Restoring Images with AI: Testing the Waters of Photo Recovery

6–9 minutes
Restoring Images with AI Testing the Waters of Photo Recovery

Old photographs hold memories of the past, especially those of our four-legged friends. Over time, these cherished images can suffer from scratches, noise, loss of details, and blurriness, degrading their quality.

original photo for restoring experiment

This is the original photo we took for the experiment, dated around 1970

Pictures of dogs, especially those with intricate fur patterns like Japanese Spitzes, present a unique challenge for restoration. The complexity of their fur, with its fine details and varying textures, makes it difficult to restore these images accurately.

Using AI tools to tackle such a detailed and nuanced task offers an exciting opportunity to see just how far technology has come. By focusing on these challenging images, we can truly test the capabilities of modern AI in preserving the delicate details that make these photos so special.

AI image restoration: Project overview

The main goals of our project were focused on bringing new life to old photographs of Japanese Spitzes:

  • Colorize black and white photographs to restore their original vibrancy.
  • Remove artifacts, scratches, and noise to clean up and improve image quality.
  • Enhance sharpness and detail, particularly in the dogs’ fur, to make the images more lifelike.
  • Upscale the images to higher resolutions for better clarity and display.

We worked with low-quality photographs that presented various challenges. The collection consisted of both old black and white and color photographs of Japanese Spitzes taken before 1970.

Many of these images suffered from defects such as artifacts, scratches, noise, and blurriness, all of which required careful correction to restore their original quality.

Choice of tools and approaches

1. Using ready-made AI tools

We decided to start with ready-made tools to save time and resources. These tools offered a range of features, from basic noise reduction to advanced detail enhancement.

Here are the tools that made our list:

  • OpenCV
  • Real-ESRGAN
  • BOPBL

2. Discarding some methods

However, not all methods yielded satisfactory results. Some approaches struggled with the intricate details of the dogs’ fur, leading to unnatural textures and loss of authenticity. 

U-Net with Denoising
A model for noise removal and image restoration.
Reason for discarding: Low efficiency on images of Japanese Spitzes due to smoothing of fur details.

GFPGAN
A model for face restoration.
Reason for discarding: Specializes in faces; adapting for dogs requires significant resources.
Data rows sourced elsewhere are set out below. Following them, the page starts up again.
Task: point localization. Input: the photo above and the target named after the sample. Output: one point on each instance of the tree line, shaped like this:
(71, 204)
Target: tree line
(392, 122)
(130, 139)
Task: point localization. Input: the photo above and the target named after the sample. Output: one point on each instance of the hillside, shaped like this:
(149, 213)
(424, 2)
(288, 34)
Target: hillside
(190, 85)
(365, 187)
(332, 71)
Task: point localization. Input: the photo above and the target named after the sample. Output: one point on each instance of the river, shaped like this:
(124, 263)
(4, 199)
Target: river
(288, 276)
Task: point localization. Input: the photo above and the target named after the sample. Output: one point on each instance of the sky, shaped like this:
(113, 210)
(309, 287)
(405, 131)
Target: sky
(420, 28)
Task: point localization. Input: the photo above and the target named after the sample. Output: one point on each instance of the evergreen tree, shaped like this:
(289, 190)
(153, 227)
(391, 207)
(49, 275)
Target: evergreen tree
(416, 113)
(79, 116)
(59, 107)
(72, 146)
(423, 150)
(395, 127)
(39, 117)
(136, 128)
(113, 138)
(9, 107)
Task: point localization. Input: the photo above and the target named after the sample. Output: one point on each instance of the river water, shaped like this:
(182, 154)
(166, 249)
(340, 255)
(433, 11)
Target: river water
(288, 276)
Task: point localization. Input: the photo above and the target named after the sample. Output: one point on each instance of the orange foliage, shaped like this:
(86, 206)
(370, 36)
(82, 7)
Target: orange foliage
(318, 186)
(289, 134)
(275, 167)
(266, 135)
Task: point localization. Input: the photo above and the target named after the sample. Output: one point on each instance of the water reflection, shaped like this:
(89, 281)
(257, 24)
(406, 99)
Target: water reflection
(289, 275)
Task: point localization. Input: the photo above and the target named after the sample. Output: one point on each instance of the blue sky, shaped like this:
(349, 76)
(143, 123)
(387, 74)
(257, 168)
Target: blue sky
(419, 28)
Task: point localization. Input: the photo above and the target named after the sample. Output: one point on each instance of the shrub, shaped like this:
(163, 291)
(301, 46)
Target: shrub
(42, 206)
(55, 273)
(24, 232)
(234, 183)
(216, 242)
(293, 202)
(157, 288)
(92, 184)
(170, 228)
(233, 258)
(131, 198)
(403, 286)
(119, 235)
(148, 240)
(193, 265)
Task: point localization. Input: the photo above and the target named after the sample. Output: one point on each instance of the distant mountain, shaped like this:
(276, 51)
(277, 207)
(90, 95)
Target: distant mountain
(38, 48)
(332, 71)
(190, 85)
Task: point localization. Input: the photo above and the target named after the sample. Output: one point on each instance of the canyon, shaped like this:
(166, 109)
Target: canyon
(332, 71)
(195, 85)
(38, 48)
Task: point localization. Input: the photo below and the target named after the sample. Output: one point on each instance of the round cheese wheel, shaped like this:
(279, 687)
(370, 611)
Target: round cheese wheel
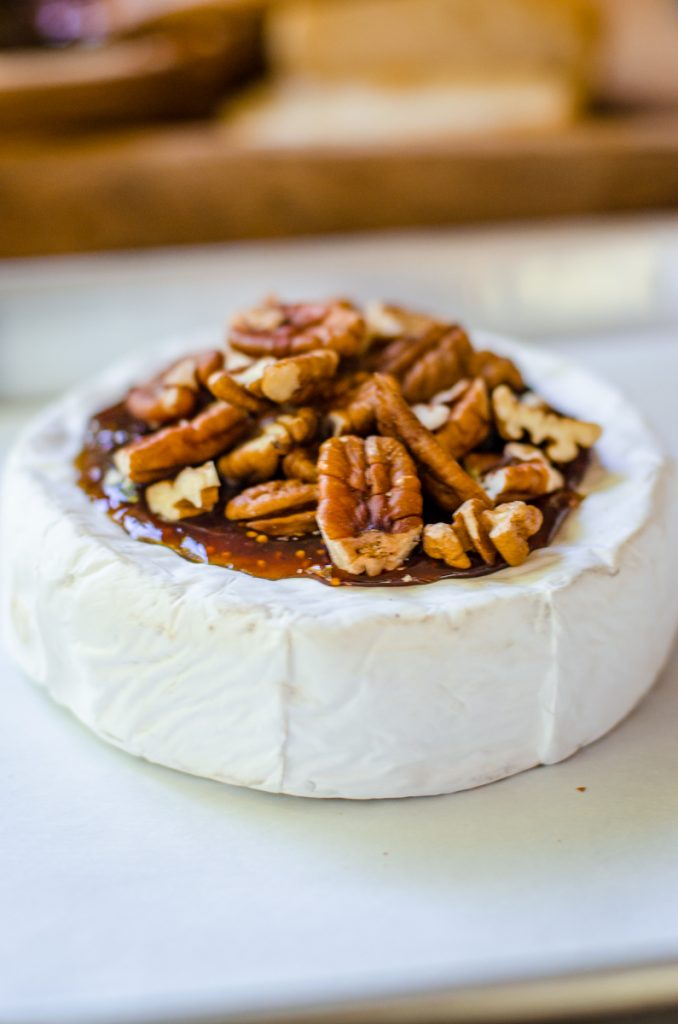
(295, 687)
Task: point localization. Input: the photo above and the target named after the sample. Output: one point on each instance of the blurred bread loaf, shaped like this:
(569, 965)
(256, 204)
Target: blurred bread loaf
(415, 38)
(349, 71)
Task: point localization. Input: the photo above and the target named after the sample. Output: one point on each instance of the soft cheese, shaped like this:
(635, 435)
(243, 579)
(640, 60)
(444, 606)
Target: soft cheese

Experiments with AI photo recovery

With all of this in mind, we started experimenting. Which tool will give more cohesive results?  
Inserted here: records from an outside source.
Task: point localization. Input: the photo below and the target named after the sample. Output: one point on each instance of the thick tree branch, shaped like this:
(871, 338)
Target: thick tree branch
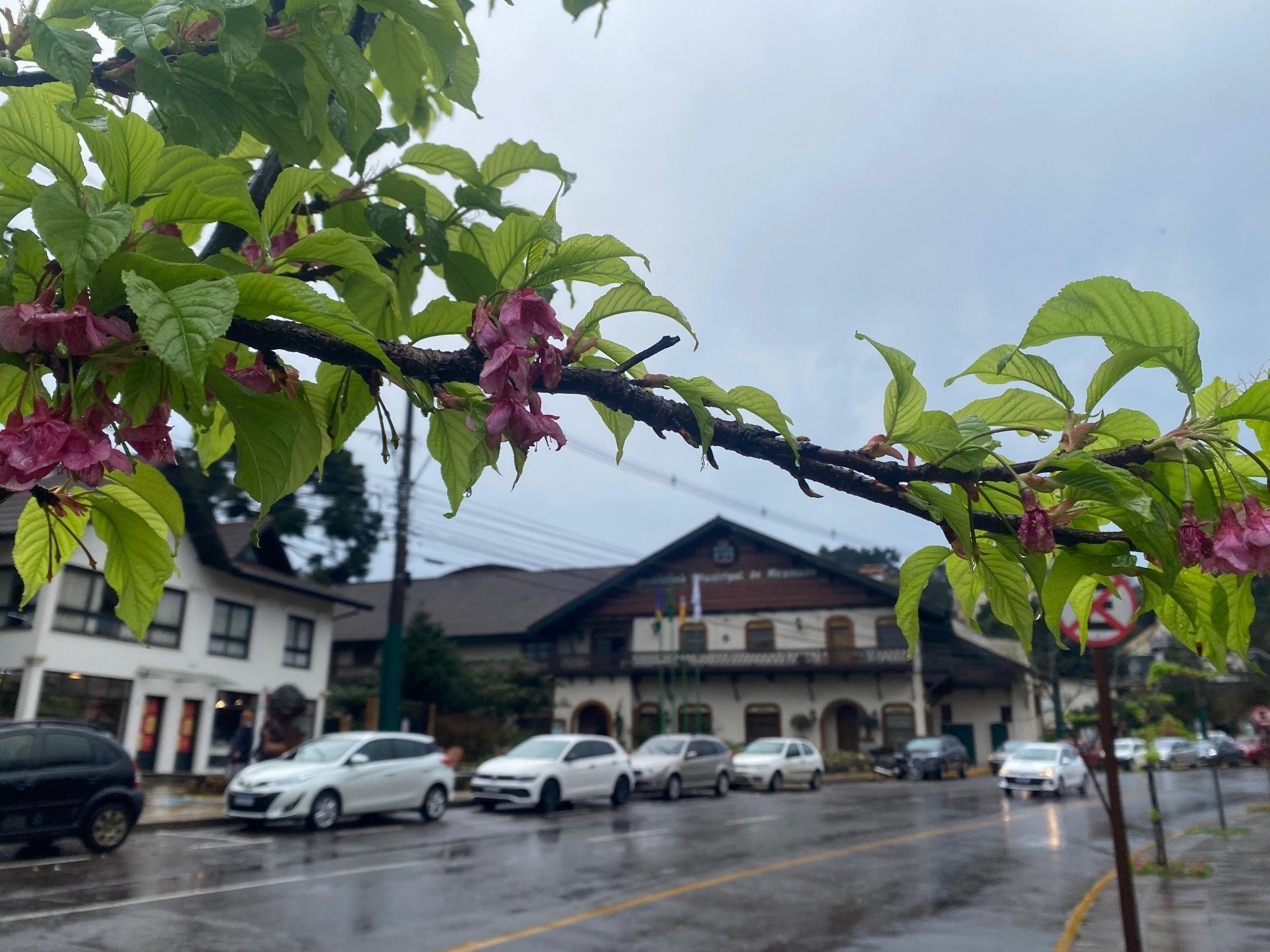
(619, 393)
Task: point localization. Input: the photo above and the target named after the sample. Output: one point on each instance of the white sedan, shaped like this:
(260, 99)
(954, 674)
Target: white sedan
(554, 768)
(341, 775)
(770, 763)
(1044, 768)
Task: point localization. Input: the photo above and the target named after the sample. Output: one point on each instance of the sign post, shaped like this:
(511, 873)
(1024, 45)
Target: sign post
(1110, 622)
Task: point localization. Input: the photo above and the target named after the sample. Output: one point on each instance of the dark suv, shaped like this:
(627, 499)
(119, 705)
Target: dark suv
(64, 778)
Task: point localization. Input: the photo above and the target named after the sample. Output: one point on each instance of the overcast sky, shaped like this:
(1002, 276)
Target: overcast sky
(925, 173)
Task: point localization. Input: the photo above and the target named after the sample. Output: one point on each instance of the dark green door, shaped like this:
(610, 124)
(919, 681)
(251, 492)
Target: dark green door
(966, 734)
(1000, 735)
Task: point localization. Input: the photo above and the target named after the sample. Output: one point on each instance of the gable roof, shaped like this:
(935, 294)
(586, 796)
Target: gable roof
(483, 602)
(719, 523)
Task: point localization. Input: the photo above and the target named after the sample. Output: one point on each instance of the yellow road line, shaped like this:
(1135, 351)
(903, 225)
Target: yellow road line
(477, 945)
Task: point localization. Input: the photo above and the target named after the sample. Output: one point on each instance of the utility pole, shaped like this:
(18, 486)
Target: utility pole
(390, 655)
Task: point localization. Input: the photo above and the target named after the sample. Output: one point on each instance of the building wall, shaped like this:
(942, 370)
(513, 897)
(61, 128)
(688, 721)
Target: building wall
(186, 673)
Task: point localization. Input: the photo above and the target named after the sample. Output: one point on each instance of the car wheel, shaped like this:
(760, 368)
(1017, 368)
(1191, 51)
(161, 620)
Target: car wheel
(324, 813)
(550, 798)
(674, 788)
(433, 804)
(621, 792)
(107, 827)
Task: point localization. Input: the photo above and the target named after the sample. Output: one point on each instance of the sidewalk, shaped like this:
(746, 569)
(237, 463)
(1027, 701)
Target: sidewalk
(1227, 910)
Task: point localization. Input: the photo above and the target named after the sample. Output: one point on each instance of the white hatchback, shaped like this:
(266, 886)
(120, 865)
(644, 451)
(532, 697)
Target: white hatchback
(554, 768)
(341, 775)
(1044, 768)
(770, 763)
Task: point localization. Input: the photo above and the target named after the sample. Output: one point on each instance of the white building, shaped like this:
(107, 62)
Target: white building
(234, 625)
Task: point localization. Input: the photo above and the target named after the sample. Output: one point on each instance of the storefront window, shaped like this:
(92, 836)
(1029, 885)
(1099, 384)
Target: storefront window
(83, 697)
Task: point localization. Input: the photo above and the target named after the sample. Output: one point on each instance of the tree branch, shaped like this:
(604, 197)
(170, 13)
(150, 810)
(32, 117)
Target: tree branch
(619, 393)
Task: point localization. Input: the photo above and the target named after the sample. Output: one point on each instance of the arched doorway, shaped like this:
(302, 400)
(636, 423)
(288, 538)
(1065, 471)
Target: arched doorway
(592, 717)
(842, 726)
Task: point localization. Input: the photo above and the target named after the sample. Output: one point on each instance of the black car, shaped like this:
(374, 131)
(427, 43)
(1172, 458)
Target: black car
(936, 758)
(64, 778)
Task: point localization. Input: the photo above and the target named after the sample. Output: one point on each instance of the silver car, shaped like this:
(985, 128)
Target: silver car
(672, 763)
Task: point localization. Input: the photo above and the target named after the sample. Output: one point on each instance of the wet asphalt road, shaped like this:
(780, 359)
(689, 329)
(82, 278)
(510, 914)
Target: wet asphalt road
(877, 866)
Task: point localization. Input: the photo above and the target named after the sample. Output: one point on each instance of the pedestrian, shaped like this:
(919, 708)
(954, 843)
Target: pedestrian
(240, 745)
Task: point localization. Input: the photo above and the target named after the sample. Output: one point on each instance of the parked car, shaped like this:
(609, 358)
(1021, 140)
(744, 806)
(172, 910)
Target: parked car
(1044, 768)
(1222, 752)
(770, 763)
(672, 763)
(1177, 753)
(554, 768)
(936, 758)
(344, 775)
(1131, 753)
(1001, 754)
(65, 778)
(1256, 748)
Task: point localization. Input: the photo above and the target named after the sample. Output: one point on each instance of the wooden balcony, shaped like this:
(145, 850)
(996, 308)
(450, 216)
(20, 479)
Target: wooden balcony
(786, 660)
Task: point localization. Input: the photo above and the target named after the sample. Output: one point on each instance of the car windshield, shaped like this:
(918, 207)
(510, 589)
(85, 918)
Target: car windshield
(924, 744)
(661, 747)
(765, 747)
(539, 749)
(323, 750)
(1035, 754)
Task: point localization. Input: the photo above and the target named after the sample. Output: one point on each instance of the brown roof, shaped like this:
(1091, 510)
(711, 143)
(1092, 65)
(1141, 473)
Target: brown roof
(482, 600)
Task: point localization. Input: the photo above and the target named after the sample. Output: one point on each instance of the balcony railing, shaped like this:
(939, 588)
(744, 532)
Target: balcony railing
(813, 659)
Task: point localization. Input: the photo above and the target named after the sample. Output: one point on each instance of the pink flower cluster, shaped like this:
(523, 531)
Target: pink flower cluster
(35, 445)
(520, 353)
(1241, 544)
(40, 325)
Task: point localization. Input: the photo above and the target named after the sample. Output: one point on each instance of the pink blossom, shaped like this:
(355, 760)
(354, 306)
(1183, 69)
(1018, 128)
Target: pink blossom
(1231, 554)
(151, 441)
(1035, 531)
(526, 314)
(1194, 545)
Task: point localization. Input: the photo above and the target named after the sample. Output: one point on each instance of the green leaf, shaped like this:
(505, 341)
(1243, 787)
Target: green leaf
(278, 439)
(913, 576)
(1006, 363)
(179, 325)
(80, 241)
(628, 299)
(240, 37)
(441, 316)
(618, 423)
(32, 129)
(1116, 367)
(441, 159)
(288, 192)
(596, 259)
(906, 398)
(273, 295)
(1124, 318)
(65, 54)
(510, 161)
(187, 205)
(44, 545)
(126, 151)
(138, 561)
(1017, 408)
(1006, 587)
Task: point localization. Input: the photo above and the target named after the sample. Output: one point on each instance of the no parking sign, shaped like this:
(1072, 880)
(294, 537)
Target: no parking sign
(1110, 615)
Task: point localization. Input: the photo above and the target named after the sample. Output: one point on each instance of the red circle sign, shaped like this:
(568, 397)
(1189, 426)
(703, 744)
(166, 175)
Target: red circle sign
(1112, 615)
We’ll walk you through our experiments, explaining the techniques we used and showing the results we got.

Preliminary processing: OpenCV

To kick off our restoration process, we used OpenCV, an open-source computer vision library. OpenCV provided essential tools for preliminary processing like noise removal and sharpness enhancement. These initial steps were crucial in preparing the old photographs for further enhancement with AI tools.

  • Filtering: cv2.bilateralFilter for noise removal.
  • Morphological operations: cv2.morphologyEx to detect small defects.
  • Inpainting: cv2.inpaint for restoring areas with defects.
  • Sharpening: cv2.filter2D for enhancing sharpness.

The use of certain methods led to some improvement in image quality. However, they had significant drawbacks. These methods couldn’t completely remove artifacts, resulting in unsatisfactory outcomes. Additionally, distortions appeared in the images and worsened during the upscaling process, further reducing the overall quality.

 photo restoration with OpenCV

OpenCV didn’t show the great results and caused distortions of the image.

Testing BOPBL

Bringing Old Photos Back to Life (BOPBL) is a project by Microsoft Research Asia that uses AI, specifically deep learning, to fix issues and make photos look new again.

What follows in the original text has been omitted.